Migrating a ZFS Pool with Snapshots
Background
ZFS is one of those technologies that once you are introduced to it, it is challenging to think in the old ways again. One of the features I was always hesitant to embrace was snapshots as a mechanism for backup and recovery. I know that sounds a bit nutty given how powerful they can be, but my old tooling is muscle memory at this time. Bacula, rsync, and tar has been in my mind since I was a child.
This year I finally had to break down and replace two older servers in my basement data centre due to old age and a bathroom water accident the room above. Note to self: Don’t install server rack below a bathroom.
Christmas came early, and I was happy. Santa brought me a Dell r720xd with 14 available drive bays.

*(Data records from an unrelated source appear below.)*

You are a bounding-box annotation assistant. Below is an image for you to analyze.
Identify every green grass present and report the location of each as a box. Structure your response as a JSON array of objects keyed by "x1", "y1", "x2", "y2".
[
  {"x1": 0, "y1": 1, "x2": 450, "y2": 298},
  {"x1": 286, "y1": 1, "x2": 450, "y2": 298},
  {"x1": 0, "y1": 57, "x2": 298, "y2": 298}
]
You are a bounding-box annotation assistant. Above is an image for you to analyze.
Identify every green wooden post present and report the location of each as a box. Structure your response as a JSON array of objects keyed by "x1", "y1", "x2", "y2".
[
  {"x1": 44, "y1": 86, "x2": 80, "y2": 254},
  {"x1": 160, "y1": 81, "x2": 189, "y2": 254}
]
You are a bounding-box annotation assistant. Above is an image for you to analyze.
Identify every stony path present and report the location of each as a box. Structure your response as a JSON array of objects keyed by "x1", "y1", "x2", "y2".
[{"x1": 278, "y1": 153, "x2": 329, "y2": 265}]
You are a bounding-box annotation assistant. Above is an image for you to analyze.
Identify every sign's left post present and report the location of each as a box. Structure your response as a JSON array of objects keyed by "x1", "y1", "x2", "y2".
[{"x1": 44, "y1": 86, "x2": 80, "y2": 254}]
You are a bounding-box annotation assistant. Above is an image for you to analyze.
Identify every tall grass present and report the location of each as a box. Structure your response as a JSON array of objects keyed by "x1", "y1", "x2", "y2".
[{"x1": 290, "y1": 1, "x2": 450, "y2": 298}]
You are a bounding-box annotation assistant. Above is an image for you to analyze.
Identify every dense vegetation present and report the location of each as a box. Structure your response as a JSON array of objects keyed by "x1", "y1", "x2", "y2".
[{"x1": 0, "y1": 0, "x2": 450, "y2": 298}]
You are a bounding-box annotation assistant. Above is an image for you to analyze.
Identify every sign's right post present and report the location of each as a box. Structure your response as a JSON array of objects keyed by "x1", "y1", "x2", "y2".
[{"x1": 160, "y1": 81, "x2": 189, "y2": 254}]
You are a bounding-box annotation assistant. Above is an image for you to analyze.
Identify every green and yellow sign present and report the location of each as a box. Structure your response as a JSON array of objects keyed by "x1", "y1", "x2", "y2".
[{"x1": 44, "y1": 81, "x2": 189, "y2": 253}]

This allowed me to easily migrate two servers into this new one while also adding a dedicated backup pool!
The new server is running Ubuntu instead of my usual Arch setup due to the fact the Dell server is certified for this distro. Not that I am an “only run certified solutions” type of person, but given I am mixing and matching lots of HCL I wanted to play it safe.
Old Workflow
Normally I would:
-
zpool export
from old server -
zpool create
on new server -
zpool import $pool
on new server -
rsync -avhP oldpool newpool
I trust rsync. I have done crazy transfers using rsync and have never experienced data loss from the tool itself. The downside though is that it is unbearably slow even on local syncs of directories.
My pools are 15+ TB a piece, so the rsync dance takes forever. Did I mention the one server that my family uses every day is currently running on a ten-year-old thumb drive? Hell hath no fury like a little girl who can’t watch a Frozen DVD rip before her naptime :)
New Workflow
-
zpool export
from old server -
zpool create
on new server -
zfs snap oldpool@migrate
-
zfs send -R oldpool@migrate | zfs recv -F newpool
-
Verify that the snapshot is on the new pool with
zfs list -t snapshot
-
Promote the snapshot to become the newpool’s data with
zfs rollback newpool@migrate
Lessons Learned
The time it took to send an 8TB snapshot was about ten times faster. This is non-scientific benchmarking, but also matches findings from Jim Salter @ arstechnica.
I am not sure I will be able to break my rsync habit, but for this type of migration, it definitely will. There is some excellent tooling for incremental and network-based operations that I will be looking into, such as sanoid.
ZFS without the nifty snapshot and send/recv is a great tool I have been using for over a decade when it was introduced on OpenSolaris. Also…holy crap over a decade?!?!